PART 2: THE WARTIME SECRETS OF TRINIDAD & TOBAGO
THE AMERICAN PLAN AROUND VENEZUELA

By Pearce Robinson

Most people know the U.S. built bases here during World War II.
What almost nobody knows is why the United States moved so aggressively into Trinidad & Tobago and what their long-term plan was for the region.

Here’s the part that was never taught:

1. The U.S. didn’t just want bases, they wanted a defensive circle around Venezuela.

Washington believed that if Germany ever gained control of Venezuela’s oil or coastline, the entire Caribbean and U.S. mainland could be threatened.
So Trinidad became the anchor point of a “ring of bases” stretching from Chaguaramas all the way up the chain.
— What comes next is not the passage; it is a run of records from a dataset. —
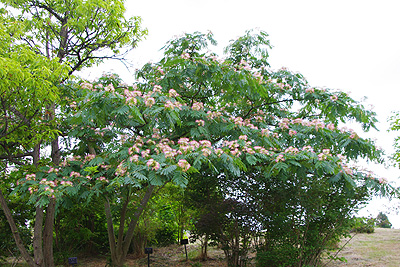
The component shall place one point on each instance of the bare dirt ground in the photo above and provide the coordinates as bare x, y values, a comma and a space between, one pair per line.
379, 249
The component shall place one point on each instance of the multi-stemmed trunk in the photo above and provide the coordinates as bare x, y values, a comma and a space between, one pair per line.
119, 247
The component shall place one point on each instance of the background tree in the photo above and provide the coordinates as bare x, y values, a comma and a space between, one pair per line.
383, 221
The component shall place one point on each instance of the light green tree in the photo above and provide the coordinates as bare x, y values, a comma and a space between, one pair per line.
77, 34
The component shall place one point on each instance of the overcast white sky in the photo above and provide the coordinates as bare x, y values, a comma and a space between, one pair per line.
351, 45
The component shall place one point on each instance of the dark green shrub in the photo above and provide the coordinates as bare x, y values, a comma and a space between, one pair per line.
165, 236
382, 221
363, 225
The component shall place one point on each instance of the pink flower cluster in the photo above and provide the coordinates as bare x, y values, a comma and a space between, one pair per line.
184, 165
151, 163
324, 155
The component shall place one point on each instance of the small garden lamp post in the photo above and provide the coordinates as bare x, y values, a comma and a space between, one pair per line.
185, 242
148, 251
73, 261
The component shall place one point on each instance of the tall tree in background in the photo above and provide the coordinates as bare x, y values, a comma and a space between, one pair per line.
77, 34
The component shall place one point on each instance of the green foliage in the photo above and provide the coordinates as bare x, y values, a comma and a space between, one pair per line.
363, 225
382, 221
258, 149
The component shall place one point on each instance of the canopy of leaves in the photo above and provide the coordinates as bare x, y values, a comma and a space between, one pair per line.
193, 109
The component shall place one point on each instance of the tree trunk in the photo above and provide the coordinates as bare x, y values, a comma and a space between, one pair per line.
37, 236
15, 232
119, 249
48, 234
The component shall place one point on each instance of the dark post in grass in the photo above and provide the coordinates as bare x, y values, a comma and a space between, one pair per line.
73, 261
185, 242
148, 251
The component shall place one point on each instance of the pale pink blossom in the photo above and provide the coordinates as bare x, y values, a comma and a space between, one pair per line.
172, 93
280, 158
292, 132
150, 102
184, 165
200, 123
331, 126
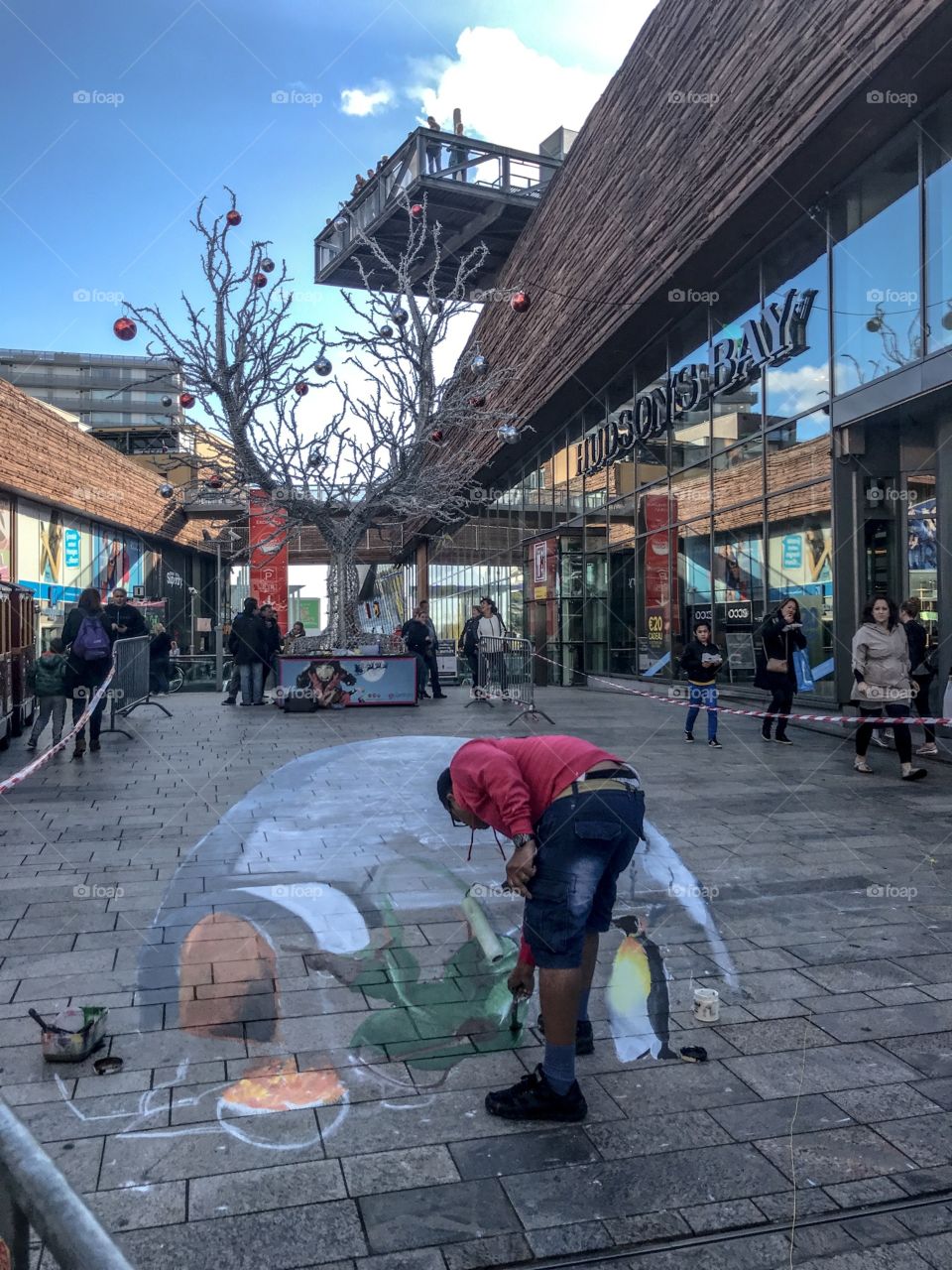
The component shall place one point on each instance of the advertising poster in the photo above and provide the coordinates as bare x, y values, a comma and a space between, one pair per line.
270, 556
350, 681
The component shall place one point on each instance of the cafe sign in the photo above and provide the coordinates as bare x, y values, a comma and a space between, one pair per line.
733, 362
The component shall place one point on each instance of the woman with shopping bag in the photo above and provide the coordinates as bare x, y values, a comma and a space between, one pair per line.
884, 686
780, 635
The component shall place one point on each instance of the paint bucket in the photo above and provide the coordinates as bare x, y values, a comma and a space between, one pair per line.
707, 1005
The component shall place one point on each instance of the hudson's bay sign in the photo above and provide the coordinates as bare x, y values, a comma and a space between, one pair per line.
733, 362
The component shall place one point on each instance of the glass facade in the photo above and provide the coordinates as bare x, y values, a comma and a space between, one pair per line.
620, 534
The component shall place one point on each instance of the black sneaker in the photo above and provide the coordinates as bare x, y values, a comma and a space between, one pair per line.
535, 1098
584, 1039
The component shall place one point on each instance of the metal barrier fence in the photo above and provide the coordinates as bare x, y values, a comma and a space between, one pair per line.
33, 1193
131, 685
507, 672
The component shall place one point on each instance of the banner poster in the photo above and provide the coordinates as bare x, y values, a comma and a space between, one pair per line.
335, 683
270, 556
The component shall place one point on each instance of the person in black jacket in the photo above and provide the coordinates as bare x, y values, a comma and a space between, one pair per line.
87, 665
923, 670
126, 620
779, 634
701, 661
248, 644
159, 649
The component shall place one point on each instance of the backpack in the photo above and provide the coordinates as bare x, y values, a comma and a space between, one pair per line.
91, 643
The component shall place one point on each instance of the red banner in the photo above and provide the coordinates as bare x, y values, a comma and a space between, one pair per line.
270, 556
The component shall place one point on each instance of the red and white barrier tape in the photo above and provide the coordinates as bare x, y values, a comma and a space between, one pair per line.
756, 714
55, 749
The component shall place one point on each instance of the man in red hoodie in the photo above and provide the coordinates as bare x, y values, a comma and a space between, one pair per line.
574, 813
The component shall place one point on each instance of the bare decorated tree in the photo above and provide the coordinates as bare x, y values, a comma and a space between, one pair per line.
399, 443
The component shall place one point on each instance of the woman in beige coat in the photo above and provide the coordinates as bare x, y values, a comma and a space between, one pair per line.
883, 684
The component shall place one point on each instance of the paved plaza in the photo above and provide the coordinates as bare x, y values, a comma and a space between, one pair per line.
271, 907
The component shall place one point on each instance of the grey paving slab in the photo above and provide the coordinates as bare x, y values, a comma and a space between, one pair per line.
453, 1213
This was not public knowledge at the time.

2. British intelligence ran quiet operations out of Port of Spain.

MI5 and British Naval Intelligence used Trinidad as a signal interception post, monitoring ships, coded messages, and suspected pro-Axis activity across the Caribbean.

Small, quiet offices in Port of Spain handled intelligence that fed straight into London and Washington.

3. German spies tried to infiltrate the Caribbean.

British intelligence uncovered attempts by German agents to use neutral ships and sympathetic business contacts in the region to move information, fuel, and materials.

Some of these spy cases were investigated through Trinidad.

4. Chaguaramas was supposed to be the U.S. Navy’s “Pearl Harbor of the Caribbean.”

The original U.S. military blueprint shows that Chaguaramas was intended to become a full naval city, complete with aircraft hangars, submarine facilities, floating dry docks, and anti-aircraft defenses.

Only a fraction of the plan was ever completed, but even that small fraction changed the island forever.

5. War transformed Trinidad’s population.

Tens of thousands of American soldiers passed through.
Communities shifted.
New roads were built.
New cultures mixed.
A new economy took shape.

The country you live in today still carries the imprint of those wartime years.